Modular Python pipeline that converts raw receipt documents (images or PDFs) into structured, analytics-ready JSON.
Project description
Open Receipt Extractor
Open Receipt Extractor is an open-source, modular Python library that converts raw receipt documents — images or PDFs, including poor-quality photos (wrinkled, skewed, shadowed, faded) — into structured, analytics-ready JSON. It supports bilingual extraction in English and French, covering common Canadian tax regimes (GST/HST/TVQ/QST) and international variations (VAT, sales tax).
The library is designed to be consumed by other developers. You bring the bytes; Open Receipt Extractor handles the extraction. How those bytes arrive — uploaded via a FastAPI endpoint, received as an email attachment, pulled from a cloud bucket, or read from a folder — is entirely up to your application. The library starts at raw bytes and returns a validated Receipt object; what you do with the result is your call.
The pipeline is also designed to be pluggable: OCR engines, preprocessing strategies, and output backends are all interchangeable without modifying core parsing logic.
What It Produces
For every receipt processed, the pipeline emits:
| Output | Format | Description |
|---|---|---|
| Receipt JSON | Receipt Pydantic model → JSON |
Merchant, transaction, amounts, taxes, line items, confidence score |
| Tabular export | receipts + receipt_items rows |
Flat rows ready for data warehouse ingestion |
| Debug artifacts | Images, OCR JSON, parse trace | Stored to a configurable backend for audit and continuous improvement |
Architecture Overview
The pipeline runs through seven sequential stages, each encapsulated in its own module:
Input bytes (image or PDF)
│
▼
1. Document Normalization ── Detect format; decode bytes into PageImage[]
│
▼
2. Image Preprocessing ── Generate up to 6 enhanced variants per page
│
▼
3. OCR (Pluggable) ── Extract text + bounding boxes + confidence
│
▼
4. Layout Reconstruction ── Group tokens into lines/blocks; detect right-aligned amounts
│
▼
5. Receipt Parsing ── Extract merchant, date, totals, taxes, line items, payment
│
▼
6. Validation & Scoring ── Cross-check math; compute parse_confidence; flag for review
│
▼
7. Structured Output ── Emit validated JSON; persist artifacts
│
▼
Receipt JSON
For full architectural detail, see ARCHITECTURE.md and the design document.
Quick Start
Installation
Install the core package:
pip install open-receipt-extractor
Install with PDF support (recommended):
pip install "open-receipt-extractor[pdf]"
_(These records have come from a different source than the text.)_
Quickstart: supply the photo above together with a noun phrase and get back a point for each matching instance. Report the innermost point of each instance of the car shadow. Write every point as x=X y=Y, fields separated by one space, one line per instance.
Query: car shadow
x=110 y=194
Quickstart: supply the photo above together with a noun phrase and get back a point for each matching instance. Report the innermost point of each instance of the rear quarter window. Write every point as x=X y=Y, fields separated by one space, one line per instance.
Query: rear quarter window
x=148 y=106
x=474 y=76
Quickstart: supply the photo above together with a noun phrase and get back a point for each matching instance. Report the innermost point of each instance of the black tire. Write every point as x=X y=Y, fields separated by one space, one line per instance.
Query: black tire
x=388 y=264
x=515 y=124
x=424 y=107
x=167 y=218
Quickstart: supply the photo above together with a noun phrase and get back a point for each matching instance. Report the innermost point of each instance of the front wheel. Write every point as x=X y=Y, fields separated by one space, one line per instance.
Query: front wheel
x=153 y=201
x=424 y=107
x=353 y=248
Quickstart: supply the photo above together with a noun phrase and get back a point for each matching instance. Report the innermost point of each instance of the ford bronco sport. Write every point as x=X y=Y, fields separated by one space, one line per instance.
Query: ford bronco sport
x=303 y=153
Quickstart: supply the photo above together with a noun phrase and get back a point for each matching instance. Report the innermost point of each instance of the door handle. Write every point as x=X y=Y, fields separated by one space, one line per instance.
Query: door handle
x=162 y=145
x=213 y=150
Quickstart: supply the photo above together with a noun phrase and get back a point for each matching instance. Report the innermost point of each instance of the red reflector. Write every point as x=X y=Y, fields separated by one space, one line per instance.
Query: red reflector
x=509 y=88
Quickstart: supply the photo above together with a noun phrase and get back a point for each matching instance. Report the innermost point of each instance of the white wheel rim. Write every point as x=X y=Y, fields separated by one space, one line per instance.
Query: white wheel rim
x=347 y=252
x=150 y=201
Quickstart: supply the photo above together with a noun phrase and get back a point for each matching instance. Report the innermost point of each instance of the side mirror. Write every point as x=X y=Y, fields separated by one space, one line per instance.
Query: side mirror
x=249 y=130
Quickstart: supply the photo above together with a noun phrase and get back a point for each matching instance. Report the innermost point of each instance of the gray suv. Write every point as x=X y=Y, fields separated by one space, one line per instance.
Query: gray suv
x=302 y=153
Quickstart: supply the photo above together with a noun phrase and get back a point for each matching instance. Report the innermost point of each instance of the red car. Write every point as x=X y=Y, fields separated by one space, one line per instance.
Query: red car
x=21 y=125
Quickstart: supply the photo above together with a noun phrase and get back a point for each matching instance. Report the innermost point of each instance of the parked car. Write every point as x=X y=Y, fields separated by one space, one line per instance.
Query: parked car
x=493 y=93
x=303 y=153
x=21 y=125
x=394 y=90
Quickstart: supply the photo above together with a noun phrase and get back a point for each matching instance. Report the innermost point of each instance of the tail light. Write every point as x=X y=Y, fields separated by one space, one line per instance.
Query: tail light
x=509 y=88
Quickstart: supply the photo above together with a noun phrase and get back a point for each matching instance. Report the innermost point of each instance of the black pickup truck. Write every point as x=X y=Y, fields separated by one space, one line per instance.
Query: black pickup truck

Install with EasyOCR adapter (primary, recommended):
pip install "open-receipt-extractor[pdf,easyocr]"
Note: EasyOCR downloads model weights on first use (~200 MB). No OS-level binaries required.
Basic Usage
from receipt_processor.pipeline.runner import ReceiptProcessor
from receipt_processor.config import Settings
from receipt_processor.ocr.adapters.easyocr_adapter import EasyOcrAdapter
# Build processor with default settings and EasyOCR
settings = Settings()
ocr = EasyOcrAdapter(settings)
processor = ReceiptProcessor(config=settings, ocr_adapter=ocr)
# Process from bytes
with open("receipt.jpg", "rb") as f:
receipt = processor.process_bytes(f.read(), filename="receipt.jpg")
# Access structured fields
print(receipt.merchant.name) # "GROCERY WORLD"
print(receipt.transaction.datetime) # 2024-03-15T14:32:00
print(receipt.amounts.total) # Decimal('47.83')
print(receipt.quality.parse_confidence) # 0.92
print(receipt.quality.needs_review) # False
# Serialize to JSON
from receipt_processor.output.json_serializer import serialize_receipt
json_output = serialize_receipt(receipt)
Process from a DocumentHandle
from receipt_processor.core.types import DocumentHandle
class FileHandle:
def __init__(self, path: str) -> None:
self._path = path
def get_bytes(self) -> bytes:
with open(self._path, "rb") as f:
return f.read()
def get_metadata(self) -> dict:
return {"filename": self._path}
receipt = processor.process(FileHandle("receipt.pdf"))
Integration Examples
Because Open Receipt Extractor is a library, ingestion is always your concern. Here are two minimal patterns showing how to connect the library to different delivery channels.
FastAPI file upload
from fastapi import FastAPI, UploadFile
from receipt_processor.pipeline.runner import ReceiptProcessor
from receipt_processor.config import Settings
from receipt_processor.ocr.adapters.easyocr_adapter import EasyOcrAdapter
app = FastAPI()
settings = Settings()
processor = ReceiptProcessor(config=settings, ocr_adapter=EasyOcrAdapter(settings))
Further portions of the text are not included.